This Vegetarian Toad in the Hole takes the best roots of the season, roasts them in balsamic vinegar. Then finishes off them off in a rosemary batter, a whole new take on a British classic.
Vegetarian Toad in the Hole.
This is another variant of this classic British rustic frugal treat. Although I’m pretty sure my Grandad who was a butcher will be turning in his grave at the thought of this Roasted Vegetable Toad in the Hole!
Not just because he would have no idea what Balsamic Vinegar is! But also a because Vegetable Toad in the Hole would be sacrilege.
This recipe is not a sacrifice in any way shape or form. I love roasted vegetables as much as I love sausages.
So adding them to a Yorkshire pudding batter and turning them into a toad in the hole just makes sense.
Can I Use Different Vegetables?
Now this version of my vegetarian toad in the hole uses roots.
Carrots, parsnips and red onions however I would urge you not get too wrapped up on these ingredients.
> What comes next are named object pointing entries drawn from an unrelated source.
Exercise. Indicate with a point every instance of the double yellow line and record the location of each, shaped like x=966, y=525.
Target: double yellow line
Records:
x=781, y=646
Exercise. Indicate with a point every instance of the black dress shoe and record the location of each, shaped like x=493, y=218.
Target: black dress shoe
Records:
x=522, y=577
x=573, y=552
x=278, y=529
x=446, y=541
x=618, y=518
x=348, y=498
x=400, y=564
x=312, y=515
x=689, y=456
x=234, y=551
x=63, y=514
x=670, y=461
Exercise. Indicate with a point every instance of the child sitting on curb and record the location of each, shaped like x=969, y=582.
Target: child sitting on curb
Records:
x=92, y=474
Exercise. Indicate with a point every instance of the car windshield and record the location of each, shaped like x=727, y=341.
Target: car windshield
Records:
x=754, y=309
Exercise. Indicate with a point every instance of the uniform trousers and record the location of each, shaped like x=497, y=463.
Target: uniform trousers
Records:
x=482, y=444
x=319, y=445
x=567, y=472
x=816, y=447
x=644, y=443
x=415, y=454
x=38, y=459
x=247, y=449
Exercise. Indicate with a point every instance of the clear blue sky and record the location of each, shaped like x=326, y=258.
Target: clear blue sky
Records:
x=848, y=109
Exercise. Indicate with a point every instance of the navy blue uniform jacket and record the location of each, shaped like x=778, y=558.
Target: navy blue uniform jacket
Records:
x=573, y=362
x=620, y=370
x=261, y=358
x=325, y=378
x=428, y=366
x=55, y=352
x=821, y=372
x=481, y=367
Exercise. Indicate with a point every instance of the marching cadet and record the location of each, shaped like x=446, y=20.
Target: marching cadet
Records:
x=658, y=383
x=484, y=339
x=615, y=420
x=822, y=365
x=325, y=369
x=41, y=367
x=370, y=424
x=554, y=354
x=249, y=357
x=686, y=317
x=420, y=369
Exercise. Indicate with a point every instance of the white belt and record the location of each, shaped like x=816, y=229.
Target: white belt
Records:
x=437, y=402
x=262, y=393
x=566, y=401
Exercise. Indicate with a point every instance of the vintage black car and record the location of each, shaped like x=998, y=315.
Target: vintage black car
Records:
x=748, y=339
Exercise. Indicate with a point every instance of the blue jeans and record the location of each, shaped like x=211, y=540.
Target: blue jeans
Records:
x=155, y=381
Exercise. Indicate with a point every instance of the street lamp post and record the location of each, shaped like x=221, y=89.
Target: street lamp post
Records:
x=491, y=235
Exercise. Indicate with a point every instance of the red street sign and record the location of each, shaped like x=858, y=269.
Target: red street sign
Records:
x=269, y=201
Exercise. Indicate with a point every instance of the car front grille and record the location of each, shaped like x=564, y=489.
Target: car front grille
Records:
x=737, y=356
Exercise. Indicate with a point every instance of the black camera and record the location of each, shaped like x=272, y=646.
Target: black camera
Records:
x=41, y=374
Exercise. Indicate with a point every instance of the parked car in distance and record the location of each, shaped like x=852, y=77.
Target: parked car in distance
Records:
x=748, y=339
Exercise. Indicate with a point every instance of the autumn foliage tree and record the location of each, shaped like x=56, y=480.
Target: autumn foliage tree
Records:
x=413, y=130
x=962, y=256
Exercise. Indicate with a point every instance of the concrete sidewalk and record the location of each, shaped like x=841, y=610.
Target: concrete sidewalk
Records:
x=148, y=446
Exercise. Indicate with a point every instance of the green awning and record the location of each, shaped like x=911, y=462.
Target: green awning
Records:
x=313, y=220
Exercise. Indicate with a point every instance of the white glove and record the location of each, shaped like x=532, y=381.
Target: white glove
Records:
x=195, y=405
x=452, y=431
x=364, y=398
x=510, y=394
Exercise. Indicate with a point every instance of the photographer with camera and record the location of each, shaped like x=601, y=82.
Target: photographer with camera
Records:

Experiment and play with what is good in your local market.
Some of my favourites are fennel and leek, roasted pumpkin and onion, cauliflower and broccoli.
Seriously take 2 or 3 things that work really well together and go for it!
If they are not gonna cook in 20 minutes give them a bit of a headstart by either roasting or steaming.
Then just let them finish off in the Yorkshire Pudding batter and serve hot and steaming.
I talk in detail about the perfect Yorkshire pudding batter in my Foolproof Yorkie recipe.
What to Serve with Toad in the Hole.
Whilst a good onion gravy is a traditional and fine accompaniment to a toad in the hole I confessed in my traditional recipe that my favourite accompaniment is peas and ketchup. Yes, I am still a child!
However, for this Roasted Vegetable Toad in the Hole, my choice of accompanied is a little more grown up.
A stripped back version of Petits Pois a la Francaise.
Now that might sound all fancy pants, but it is nowt but some braised peas and baby gem lettuce.
I even omit the cream and just cut the baby gem lettuce in half, then brown in an obscene amount of butter.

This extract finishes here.